Weeks after firing its journalists, OFF Radio Krakow relaunched its radio with what it said was “the first experiment in Poland in which journalists (…) are virtual characters created by AI.”

The station from the southern city of Krakow said its three avatars are designed to reach younger listeners and address cultural, artistic, social issues, and the concerns of LGBTQ+ people.

“Is artificial intelligence more of an opportunity or a threat for the media, radio and journalism? We will look for answers to this question,” the station’s director, Marcin Pulit, wrote in a statement.

The change received national attention after Mateusz Demski, a journalist and film critic who until recently hosted a show on the station, published an open letter on Tuesday protesting “the replacement of employees with artificial intelligence.”
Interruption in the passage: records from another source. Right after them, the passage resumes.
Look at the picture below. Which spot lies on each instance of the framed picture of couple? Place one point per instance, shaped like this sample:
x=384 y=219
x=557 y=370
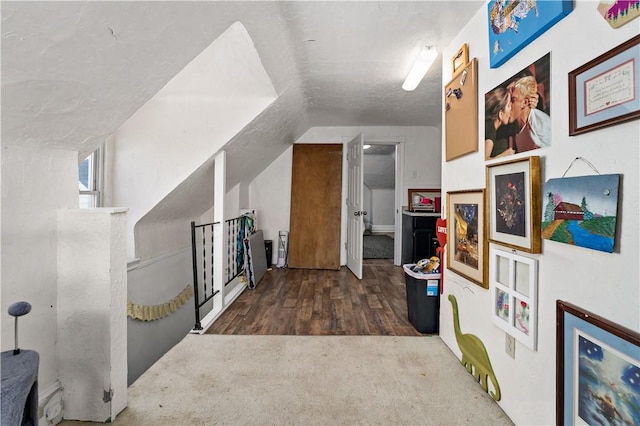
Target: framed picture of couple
x=517 y=112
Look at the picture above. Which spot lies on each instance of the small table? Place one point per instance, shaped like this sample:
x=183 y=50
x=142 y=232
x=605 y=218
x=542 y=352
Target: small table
x=20 y=387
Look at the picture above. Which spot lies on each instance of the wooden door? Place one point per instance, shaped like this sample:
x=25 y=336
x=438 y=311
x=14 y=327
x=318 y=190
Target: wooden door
x=316 y=188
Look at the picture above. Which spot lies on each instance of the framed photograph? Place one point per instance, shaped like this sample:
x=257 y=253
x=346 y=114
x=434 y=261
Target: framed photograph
x=597 y=369
x=467 y=253
x=517 y=112
x=606 y=90
x=424 y=200
x=514 y=24
x=513 y=282
x=460 y=60
x=513 y=204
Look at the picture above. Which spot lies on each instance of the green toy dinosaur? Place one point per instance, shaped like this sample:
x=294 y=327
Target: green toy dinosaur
x=474 y=355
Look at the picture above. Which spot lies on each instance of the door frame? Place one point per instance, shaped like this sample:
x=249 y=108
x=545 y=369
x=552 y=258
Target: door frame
x=399 y=142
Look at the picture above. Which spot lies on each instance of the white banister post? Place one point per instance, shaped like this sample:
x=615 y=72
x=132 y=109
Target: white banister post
x=219 y=236
x=92 y=312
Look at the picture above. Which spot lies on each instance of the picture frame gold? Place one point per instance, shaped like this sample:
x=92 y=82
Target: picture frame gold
x=466 y=235
x=513 y=204
x=460 y=60
x=424 y=200
x=604 y=91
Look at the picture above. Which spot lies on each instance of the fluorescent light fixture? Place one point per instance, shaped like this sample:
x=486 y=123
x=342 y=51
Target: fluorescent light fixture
x=423 y=62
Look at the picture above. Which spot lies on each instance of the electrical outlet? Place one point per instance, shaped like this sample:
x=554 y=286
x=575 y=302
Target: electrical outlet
x=510 y=346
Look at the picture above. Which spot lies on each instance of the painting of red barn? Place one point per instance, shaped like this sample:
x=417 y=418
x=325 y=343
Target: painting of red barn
x=581 y=211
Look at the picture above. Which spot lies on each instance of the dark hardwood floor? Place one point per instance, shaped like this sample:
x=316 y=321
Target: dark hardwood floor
x=322 y=302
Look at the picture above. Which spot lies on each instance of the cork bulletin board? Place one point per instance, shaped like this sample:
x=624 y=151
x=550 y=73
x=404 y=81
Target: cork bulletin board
x=461 y=112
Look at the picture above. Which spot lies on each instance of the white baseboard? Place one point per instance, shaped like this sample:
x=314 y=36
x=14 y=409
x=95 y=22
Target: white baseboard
x=50 y=404
x=382 y=228
x=212 y=316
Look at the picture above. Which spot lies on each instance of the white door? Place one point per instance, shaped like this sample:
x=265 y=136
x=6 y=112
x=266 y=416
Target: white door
x=355 y=222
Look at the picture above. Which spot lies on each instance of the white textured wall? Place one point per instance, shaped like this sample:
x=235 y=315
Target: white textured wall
x=92 y=312
x=383 y=208
x=270 y=196
x=35 y=184
x=185 y=124
x=606 y=284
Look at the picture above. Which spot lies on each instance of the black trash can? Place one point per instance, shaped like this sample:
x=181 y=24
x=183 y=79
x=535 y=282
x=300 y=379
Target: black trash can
x=423 y=300
x=268 y=250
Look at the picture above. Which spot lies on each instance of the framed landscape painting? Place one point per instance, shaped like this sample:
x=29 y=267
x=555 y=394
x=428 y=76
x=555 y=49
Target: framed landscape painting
x=597 y=369
x=467 y=253
x=582 y=211
x=513 y=24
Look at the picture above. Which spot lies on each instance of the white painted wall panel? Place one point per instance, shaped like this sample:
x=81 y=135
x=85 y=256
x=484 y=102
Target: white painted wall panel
x=92 y=312
x=35 y=184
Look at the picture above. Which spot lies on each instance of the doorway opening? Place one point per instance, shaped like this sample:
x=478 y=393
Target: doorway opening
x=379 y=200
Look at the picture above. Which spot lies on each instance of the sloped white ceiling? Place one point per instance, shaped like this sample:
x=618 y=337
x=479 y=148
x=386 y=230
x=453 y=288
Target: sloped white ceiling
x=73 y=72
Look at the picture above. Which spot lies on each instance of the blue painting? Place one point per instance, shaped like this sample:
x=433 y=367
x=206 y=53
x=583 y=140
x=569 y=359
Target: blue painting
x=581 y=211
x=515 y=23
x=608 y=384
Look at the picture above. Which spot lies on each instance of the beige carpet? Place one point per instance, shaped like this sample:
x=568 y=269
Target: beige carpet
x=308 y=380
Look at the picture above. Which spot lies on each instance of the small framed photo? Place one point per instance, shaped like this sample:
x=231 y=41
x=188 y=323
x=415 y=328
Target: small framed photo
x=597 y=369
x=513 y=204
x=460 y=60
x=513 y=282
x=467 y=253
x=424 y=200
x=606 y=90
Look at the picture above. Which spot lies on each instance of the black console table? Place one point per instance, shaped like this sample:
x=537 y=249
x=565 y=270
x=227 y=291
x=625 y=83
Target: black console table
x=418 y=236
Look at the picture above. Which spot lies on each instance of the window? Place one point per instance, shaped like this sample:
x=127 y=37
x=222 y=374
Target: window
x=90 y=180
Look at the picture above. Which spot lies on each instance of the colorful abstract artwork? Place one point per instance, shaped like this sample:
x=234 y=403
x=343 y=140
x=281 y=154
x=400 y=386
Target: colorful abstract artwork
x=581 y=211
x=619 y=12
x=513 y=24
x=510 y=204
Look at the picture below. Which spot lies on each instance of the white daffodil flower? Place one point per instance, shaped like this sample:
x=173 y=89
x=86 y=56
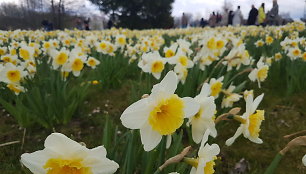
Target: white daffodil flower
x=207 y=155
x=204 y=119
x=260 y=73
x=250 y=121
x=162 y=113
x=62 y=155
“It is a dangerous precedent that affects us all,” he wrote, arguing that it could pave the way “to a world in which experienced employees associated with the media sector for years and people employed in creative industries will be replaced by machines.” ”.

More than 15,000 people had signed the petition as of Wednesday morning, Demski told The Associated Press. He added that he had also received calls from hundreds of people, many of them young people who do not want to be the subject of such an experiment.

Demski worked at OFF Radio Krakow from February 2022, during which he interviewed Ukrainians fleeing the war, until August, when he was among a dozen journalists who were fired. He said the decision was especially shocking because the station is a taxpayer-funded public station.

Pulit insisted that no journalist was fired because of AI, but because their audience “was close to zero.”

Krzysztof Gawkowski, Minister of Digital Affairs and Deputy Prime Minister, weighed in on Tuesday, saying he had read Demski’s appeal and that legislation is needed to regulate AI.

“Although I am a fan of AI development, I believe that certain boundaries are increasingly being crossed,” he wrote in X. “Wide use of AI should be for people, not against them!”

This Tuesday, the station broadcast an “interview” conducted by an artificial intelligence-generated presenter with a voice pretending to be Wisława Szymborska, a Polish poet and winner of the Nobel Prize in Literature who died in 2012.

The president of the Wisława Szymborska Foundation, which is responsible for the preservation of the poet’s legacy, Michał Rusinek, told the TVN television network that he had agreed to the station using Szymborska’s name in the broadcast. According to Rusinek, the poet had a sense of humor and would have liked it to be used.